15 June

The Other Side Of Ali: What It Means To Be A Muslim

by Jon Katz
What It Means To Be A Muslim on Eid, a joyous holiday

Ali and I are friends, we have a deep friendship, we call one another “brother,” a term of great endearment and honor to each of us. Ali is a devout Muslim, and today, he is celebrating Eid, the holiday that marks the end of Ramadan, Eid one of the most important and joyous holidays in the Muslim calendar.

I texted Ali this morning, and wished him “Eid Mubarak,” which means “Blessed Eid.”

As usual, Ali is surrounded by adoring children, he is the Pied Piper of the refugee world. Children know where to find love. This photograph shows the other side of Ali, a person of great faith, for whom religion is not an occasional practice, but an integral part of his life.

Although he would balk at the description, I believe Ali is a Great Teacher. He teaches the soccer team to be  honest, to study hard, to be kind to one another and to their families, to practice, and live decent lives. He teaches them to obey laws and be faithful in their daily lives.

Ali has taught me a great deal as well. I have known Muslim people in my life, but never as well  as I have come to know Ali. We talk every day and our love for one another inspires and informs our work. We share the joy of doing good.

I would be so proud to have him as  a son, and perhaps, in some ways I do have him as a son. He comes to me for advice sometimes, and I am happy to give it to him.

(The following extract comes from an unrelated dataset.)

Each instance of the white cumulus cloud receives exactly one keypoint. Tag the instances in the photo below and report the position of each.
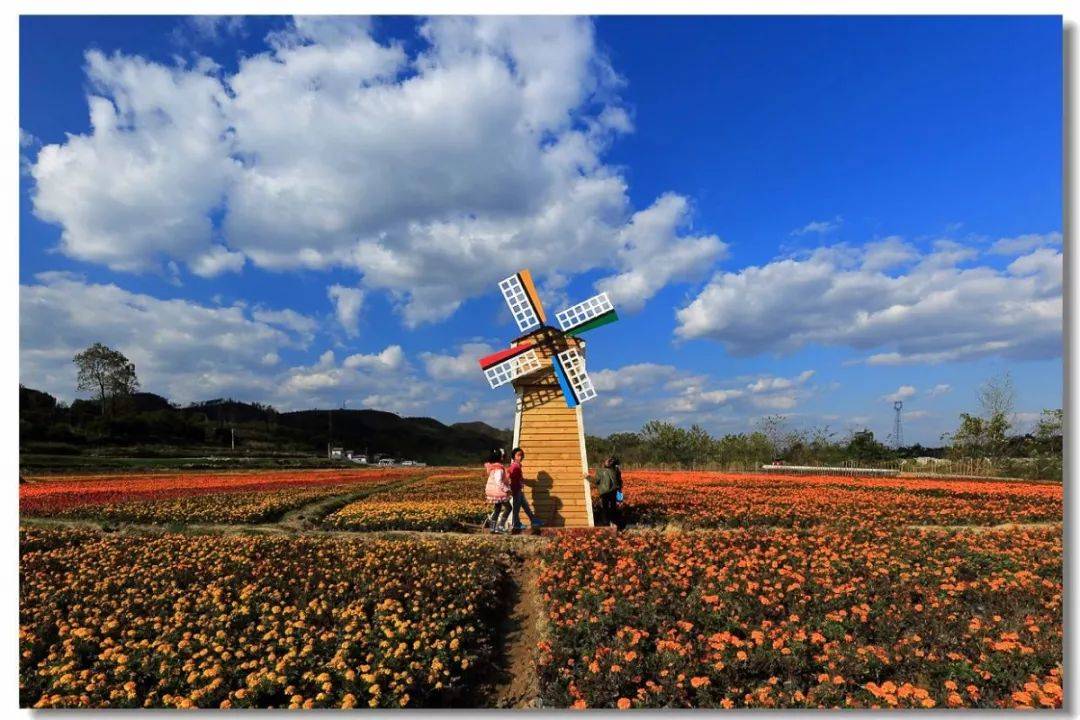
(936, 306)
(430, 174)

I teach him also, he respects older people, he believes we have something pass along.

My story with Ali is the story of how life can be if we talk to each other and listen to each other. I went to a refugee center in Albany and was told they didn’t want me taking photos there, I didn’t feel welcome, and they clearly didn’t trust me. As I was leaving, this large tall very black man came up to me, and asked if he could help.

I told him what I was doing there, and he said of course I could take pictures and showed me around and introduced me to everyone and asked how he could help.

We loved each other right away, two kindred spirits on the same road. We just started working together to help the soccer kids and the refugees and immigrants in trouble. I think the Gods guided us to one another, and so does he.

I wrote to him this morning to say I am grateful to see first hand the beauty and compassion of the Muslim faith, something few Americans have had the chance to see and know. He wrote back, “I’m so grateful to have a Jew brother.” I smiled.”

Ali has taught me that the stereotype of the Muslim faith as shown to us in the media, and by some of our cruel and ignorant political leaders is false. Ali talks about his faith every day, and I see it in practice every day.

For Ali,  being a Muslim is about family and love. He cares for the children, especially those in need. He cares for their mothers, many of whom who have lost their husbands and families and  struggle in America to raise their children alone. He believes in giving charity to anyone in need, whether they are strangers or not. He does not judge or ask  questions of anyone.

He is scrupulously honest, he does not ever lie or hide from the truth. He has a passionate sense of community. He is profoundly tolerant of other people and other faiths, I was born Jewish and Ali has embraced me as a member of his family and someone he trusts, and with whom he can work, even in the difficult situations we face. We have total faith in one another.

Ali celebrating the end of Eid

I am struck watching the pain in Ali’s face when we hear the stories of the refugees, he finds cruelty and murder unfathomable. He is always worried about me, whether I’m carrying something, or have to walk too far, or am spending too much money. He loves the sanctity of marriage, but overflows with empathy and compassion. If I am attacked, he roars like a lion. He is a Defender Of  Good.

This is not the Muslim faith we see on television, that the politicians distort and exploit for their own gain. This is very real, and I am a witness to it, a thousand times and more. It is such a gift to know him, and also to be given a window into this mystical and beautiful world. I can tell you from the heart that what you are seeing is lies, and ugly lies.

Ali teaches me what faith really means, it is easy to spout conventional wisdoms and lecture from pulpits. Ali’s faith is his life, he is a magic wand touch touches the lives of so many people, including mine. Eid Mubarak, Ali.

On this joyous day of Eid, Ali, I wish you and your family and the members of the Muslim  faith  all the happiness in the world. And thanks for your friendship, brother.